Hundreds protest Taiwan’s ruling party on eve of inauguration

TAIPEI: Hundreds of opposition supporters rallied in Taipei to protest four more years of Democratic Progressive Party (DPP) rule on Sunday (May 19), the day before Taiwan inaugurates president-elect Lai Ching-te.

Lai will take the helm as Taiwan faces increasing diplomatic and military pressures from neighbouring China – which claims the self-ruled island as part of its territory.

But his administration will also have to work with a fractious parliament after voters in January revoked his party’s majority in the Legislative Yuan.

Taiwan’s biggest opposition group, the Kuomintang (KMT) – which has historically been regarded as friendlier to China – received one more seat than the DPP, while the upstart Taiwan People’s Party (TPP) gained the role of kingmaker with eight seats.

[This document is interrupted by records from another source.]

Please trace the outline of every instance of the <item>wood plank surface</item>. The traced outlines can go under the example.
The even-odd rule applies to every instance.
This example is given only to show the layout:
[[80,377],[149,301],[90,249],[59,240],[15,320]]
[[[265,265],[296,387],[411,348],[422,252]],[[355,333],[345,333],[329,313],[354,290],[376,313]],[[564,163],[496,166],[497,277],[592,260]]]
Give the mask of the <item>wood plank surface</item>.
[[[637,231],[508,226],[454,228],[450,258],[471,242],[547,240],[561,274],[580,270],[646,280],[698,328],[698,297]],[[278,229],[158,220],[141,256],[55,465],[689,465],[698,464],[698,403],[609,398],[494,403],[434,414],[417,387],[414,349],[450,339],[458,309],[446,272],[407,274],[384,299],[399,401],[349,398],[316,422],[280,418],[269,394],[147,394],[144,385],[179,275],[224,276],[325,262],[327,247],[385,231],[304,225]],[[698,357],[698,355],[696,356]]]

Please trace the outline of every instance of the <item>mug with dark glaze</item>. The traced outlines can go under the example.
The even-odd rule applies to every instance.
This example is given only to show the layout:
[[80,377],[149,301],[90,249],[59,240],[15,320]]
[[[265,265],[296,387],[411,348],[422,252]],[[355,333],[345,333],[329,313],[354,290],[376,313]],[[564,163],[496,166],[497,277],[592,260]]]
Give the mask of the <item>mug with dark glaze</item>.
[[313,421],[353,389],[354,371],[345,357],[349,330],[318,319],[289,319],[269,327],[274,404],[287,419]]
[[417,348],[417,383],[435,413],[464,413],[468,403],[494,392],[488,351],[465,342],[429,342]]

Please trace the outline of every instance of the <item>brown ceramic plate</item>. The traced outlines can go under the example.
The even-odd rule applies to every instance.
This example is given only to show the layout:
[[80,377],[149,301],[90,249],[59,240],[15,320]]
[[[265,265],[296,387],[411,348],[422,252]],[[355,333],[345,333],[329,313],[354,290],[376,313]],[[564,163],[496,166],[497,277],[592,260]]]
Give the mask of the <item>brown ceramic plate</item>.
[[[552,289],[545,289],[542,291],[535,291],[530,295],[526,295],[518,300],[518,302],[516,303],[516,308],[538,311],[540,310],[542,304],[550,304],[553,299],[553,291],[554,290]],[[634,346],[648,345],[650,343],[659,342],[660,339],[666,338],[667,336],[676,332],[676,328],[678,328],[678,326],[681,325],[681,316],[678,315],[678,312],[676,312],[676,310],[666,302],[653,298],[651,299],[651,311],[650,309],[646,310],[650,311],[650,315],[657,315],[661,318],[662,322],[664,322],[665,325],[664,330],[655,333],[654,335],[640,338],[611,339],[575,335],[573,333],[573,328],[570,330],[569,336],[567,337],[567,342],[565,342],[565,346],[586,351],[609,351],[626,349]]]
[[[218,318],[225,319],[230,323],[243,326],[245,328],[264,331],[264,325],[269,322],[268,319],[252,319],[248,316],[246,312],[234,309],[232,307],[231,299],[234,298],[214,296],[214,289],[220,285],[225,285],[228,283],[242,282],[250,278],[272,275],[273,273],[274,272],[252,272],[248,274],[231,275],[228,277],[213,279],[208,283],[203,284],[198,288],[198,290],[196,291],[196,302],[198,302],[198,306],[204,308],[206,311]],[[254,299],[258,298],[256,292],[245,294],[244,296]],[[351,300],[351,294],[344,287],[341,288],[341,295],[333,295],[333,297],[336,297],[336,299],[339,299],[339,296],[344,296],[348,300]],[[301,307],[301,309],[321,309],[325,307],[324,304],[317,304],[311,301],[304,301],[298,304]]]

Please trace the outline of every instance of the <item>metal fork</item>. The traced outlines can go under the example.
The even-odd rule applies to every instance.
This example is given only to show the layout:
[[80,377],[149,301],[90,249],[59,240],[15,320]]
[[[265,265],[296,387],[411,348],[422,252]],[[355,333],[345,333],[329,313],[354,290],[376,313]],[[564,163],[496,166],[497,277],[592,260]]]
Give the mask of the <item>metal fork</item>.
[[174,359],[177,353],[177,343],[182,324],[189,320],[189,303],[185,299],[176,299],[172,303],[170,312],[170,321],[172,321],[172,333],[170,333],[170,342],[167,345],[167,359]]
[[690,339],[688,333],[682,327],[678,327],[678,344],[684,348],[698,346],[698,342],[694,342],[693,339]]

Outside the DPP’s headquarters on Sunday, supporters of the TPP held up guavas, called “ba le” in Chinese – which is also used to describe bad cheques.

The fruit symbolised the “empty promises” of the DPP, explained TPP leader Ko Wen-je.

“The DPP’s empty promises have shown us their arrogance,” he told supporters, calling the ruling party “scammers”.

“We are taking to the street today because we feel so helpless with all the empty promises over the past eight years.”

Protester Samuel Chuang, 35, said a lot of young people voted for DPP candidate Tsai Ing-wen back in 2016.

“But after eight years, when we see what has actually been done, we feel like there hasn’t been much change,” the engineer said.

“DPP betrayed us. It is not us that betrayed them.”